How hospitals are doing with the CJR program: CMS releases key data


While the second feed may not change providers’ actions in terms of the strategy they’re implementing for the Comprehensive Care for Joint Replacement program, the findings should change their expectations.

CMS’ first mandatory bundled payment model, the Comprehensive Care for Joint Replacement (CJR) program, launched April 1, and the first data feed from the program was released in August. Now, a second data feed has been released, with critical information on episodes of care that completes the picture from the first data feed.

For the more than 750 hospitals participating in the program, these data feeds serve as benchmarks to track their CJR strategy. While the first CJR data feed served chiefly to indicate how well systems were able to identify attributed patients, an important first step, the second data feed will be more helpful in tracking the post-acute paths for patients.

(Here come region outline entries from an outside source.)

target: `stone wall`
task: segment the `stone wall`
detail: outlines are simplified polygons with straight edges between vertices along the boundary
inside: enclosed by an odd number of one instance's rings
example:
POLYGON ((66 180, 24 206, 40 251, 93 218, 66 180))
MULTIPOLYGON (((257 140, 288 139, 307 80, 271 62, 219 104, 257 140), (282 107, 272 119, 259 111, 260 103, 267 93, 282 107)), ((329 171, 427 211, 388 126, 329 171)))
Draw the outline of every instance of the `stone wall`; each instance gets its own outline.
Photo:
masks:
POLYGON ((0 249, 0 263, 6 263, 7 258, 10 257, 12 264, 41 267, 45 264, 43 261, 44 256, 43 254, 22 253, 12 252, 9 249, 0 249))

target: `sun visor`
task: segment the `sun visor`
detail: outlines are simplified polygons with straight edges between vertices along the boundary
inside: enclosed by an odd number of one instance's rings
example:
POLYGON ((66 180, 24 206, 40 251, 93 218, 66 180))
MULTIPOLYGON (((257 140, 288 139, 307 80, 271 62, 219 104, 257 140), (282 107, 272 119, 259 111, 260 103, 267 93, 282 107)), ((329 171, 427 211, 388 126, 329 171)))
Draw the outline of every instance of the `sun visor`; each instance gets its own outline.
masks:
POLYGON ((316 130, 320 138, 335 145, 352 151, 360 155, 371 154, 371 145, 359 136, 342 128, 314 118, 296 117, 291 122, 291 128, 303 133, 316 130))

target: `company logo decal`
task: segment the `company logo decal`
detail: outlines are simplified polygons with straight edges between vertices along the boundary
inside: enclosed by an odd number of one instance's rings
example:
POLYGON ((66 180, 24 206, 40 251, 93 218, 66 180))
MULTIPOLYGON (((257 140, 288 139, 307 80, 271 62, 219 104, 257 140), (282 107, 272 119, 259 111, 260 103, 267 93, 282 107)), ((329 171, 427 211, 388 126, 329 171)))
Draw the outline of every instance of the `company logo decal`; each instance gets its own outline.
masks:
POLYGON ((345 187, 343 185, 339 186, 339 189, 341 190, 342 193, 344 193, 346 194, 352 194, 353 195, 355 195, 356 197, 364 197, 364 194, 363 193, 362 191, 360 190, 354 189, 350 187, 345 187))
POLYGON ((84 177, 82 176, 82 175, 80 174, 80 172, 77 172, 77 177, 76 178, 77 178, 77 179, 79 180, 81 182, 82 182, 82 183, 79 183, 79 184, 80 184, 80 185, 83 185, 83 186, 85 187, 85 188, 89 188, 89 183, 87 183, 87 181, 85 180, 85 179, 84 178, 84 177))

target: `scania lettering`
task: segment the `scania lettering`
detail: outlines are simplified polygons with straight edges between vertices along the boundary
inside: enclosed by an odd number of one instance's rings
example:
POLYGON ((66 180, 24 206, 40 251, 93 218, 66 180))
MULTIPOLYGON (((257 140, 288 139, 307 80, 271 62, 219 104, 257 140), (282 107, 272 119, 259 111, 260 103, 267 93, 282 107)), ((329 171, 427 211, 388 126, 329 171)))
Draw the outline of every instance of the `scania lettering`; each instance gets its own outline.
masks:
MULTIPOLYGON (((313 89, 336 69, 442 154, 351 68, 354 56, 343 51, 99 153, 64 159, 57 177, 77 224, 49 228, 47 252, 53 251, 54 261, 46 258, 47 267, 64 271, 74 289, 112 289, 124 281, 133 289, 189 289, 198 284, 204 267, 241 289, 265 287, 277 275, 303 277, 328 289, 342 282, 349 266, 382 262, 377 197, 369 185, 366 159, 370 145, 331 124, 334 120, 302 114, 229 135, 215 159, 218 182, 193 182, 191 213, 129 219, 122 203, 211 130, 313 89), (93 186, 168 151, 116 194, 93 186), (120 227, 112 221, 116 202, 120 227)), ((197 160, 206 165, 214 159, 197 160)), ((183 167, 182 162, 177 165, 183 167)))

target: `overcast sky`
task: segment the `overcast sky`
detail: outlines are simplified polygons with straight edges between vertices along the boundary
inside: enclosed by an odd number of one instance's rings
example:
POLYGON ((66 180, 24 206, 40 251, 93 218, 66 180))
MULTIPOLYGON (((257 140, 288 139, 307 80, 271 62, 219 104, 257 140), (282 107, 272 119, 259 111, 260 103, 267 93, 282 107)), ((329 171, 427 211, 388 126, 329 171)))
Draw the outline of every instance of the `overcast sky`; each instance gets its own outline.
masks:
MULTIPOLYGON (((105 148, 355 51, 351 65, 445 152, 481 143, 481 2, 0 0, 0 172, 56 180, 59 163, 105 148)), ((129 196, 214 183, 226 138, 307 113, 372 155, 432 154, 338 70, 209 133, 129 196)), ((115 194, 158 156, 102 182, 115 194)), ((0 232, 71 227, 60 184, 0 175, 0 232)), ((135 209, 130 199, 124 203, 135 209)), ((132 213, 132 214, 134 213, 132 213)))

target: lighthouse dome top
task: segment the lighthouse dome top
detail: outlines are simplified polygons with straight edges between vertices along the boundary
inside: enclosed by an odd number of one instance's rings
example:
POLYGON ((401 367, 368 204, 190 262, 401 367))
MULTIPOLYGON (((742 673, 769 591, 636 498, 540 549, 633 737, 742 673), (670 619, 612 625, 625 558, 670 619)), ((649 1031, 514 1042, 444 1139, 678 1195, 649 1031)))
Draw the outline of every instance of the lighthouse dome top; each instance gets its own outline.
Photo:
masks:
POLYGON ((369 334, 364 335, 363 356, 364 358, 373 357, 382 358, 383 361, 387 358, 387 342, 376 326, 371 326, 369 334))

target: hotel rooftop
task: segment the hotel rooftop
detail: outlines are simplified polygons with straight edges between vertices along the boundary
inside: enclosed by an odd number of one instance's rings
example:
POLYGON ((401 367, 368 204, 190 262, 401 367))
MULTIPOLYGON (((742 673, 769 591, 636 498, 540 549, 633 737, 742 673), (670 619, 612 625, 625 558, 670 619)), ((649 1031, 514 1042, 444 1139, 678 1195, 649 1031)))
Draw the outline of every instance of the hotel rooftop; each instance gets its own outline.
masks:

Read: CMS releases first CJR data feed: What to know

Reading the data

PriceIn analyzing the second data feed, we looked at episodes that began during the first quarter of the program-from April, May, and June of 2016. Those were compared from the first data feed that was cut in July and released in August, to the second data feed that released in October.

It’s important to think about these episodes of care in terms of the months during which they started, because the timing creates significant difference. In terms of episode counts, for episodes that began in April or May, there was no change, or very minimal change. However, for April the total episode spend for episodes that began during that month, went up by 13% from the first data feed to the second data feed.

What the second data feed reveals

There were two major changes that contributed to that 13% increase in average spend per episode:

1. In episodes that went to home health, in the first data feed hospitals may have only had the initial claim, which is called a “request for anticipated payment,” for which CMS makes a payment for half of what’s expected to be the episode spend. So by the second data feed, CMS has made the full home health payment.

2. There was also a significant increase in readmissions for episodes that began in April. In the first data feed, these episodes had a readmission rate of 8%. By the second data feed that rate was 13%.

The nature of CJR is that there is a claims lag, so each data feed reveals a little more of the big picture. Another example is that in the first data feed, we knew we would not see skilled nursing facility (SNF) claims for episodes that began in June. With the second data feed, participants can see percent discharge to SNFs across April, May, and June, so if their strategy was to send fewer patients to SNFs, they wouldn’t have been able to tell from the first data feed, but they can with the second.

Next: Using the data



Setting expectations

In looking at the second data feed, there is an increase in episode counts, readmission rates, and total episode spend. For episodes beginning in June:

  • Episode count increased by 75%.

  • Average episode spend increased by 73%.

  • Readmission claims increased from 1% to 14%.

These changes may be surprising to people-hospitals don’t necessarily think about claims lag, especially with respect to the post-acute providers that are downstream from them. Even anchor admissions for June went up by 75% between the first feed and the second feed. That may also have been a surprise, as hospitals may not be thinking about how their own anchor claim gets submitted and how long it might take that claim to make it into CMS’s data feed.

Using the data

While the second feed may not change providers’ actions in terms of the strategy they’re implementing, the findings should change their expectations.

If someone reported financial results based on the first data feed, they’ll see now that that was premature. Analytics leadership at these providers will need to be pragmatic in how they communicate to their board and CEO.

Hopefully what this will do is help participants refocus on, “OK, I carry out my day-to-day strategy, but then I have to make sure I’m waiting long enough to review the outcome of that strategy so that I don’t make false assumptions.”

Kelly Price is vice president and chief of healthcare data analytics, DataGen.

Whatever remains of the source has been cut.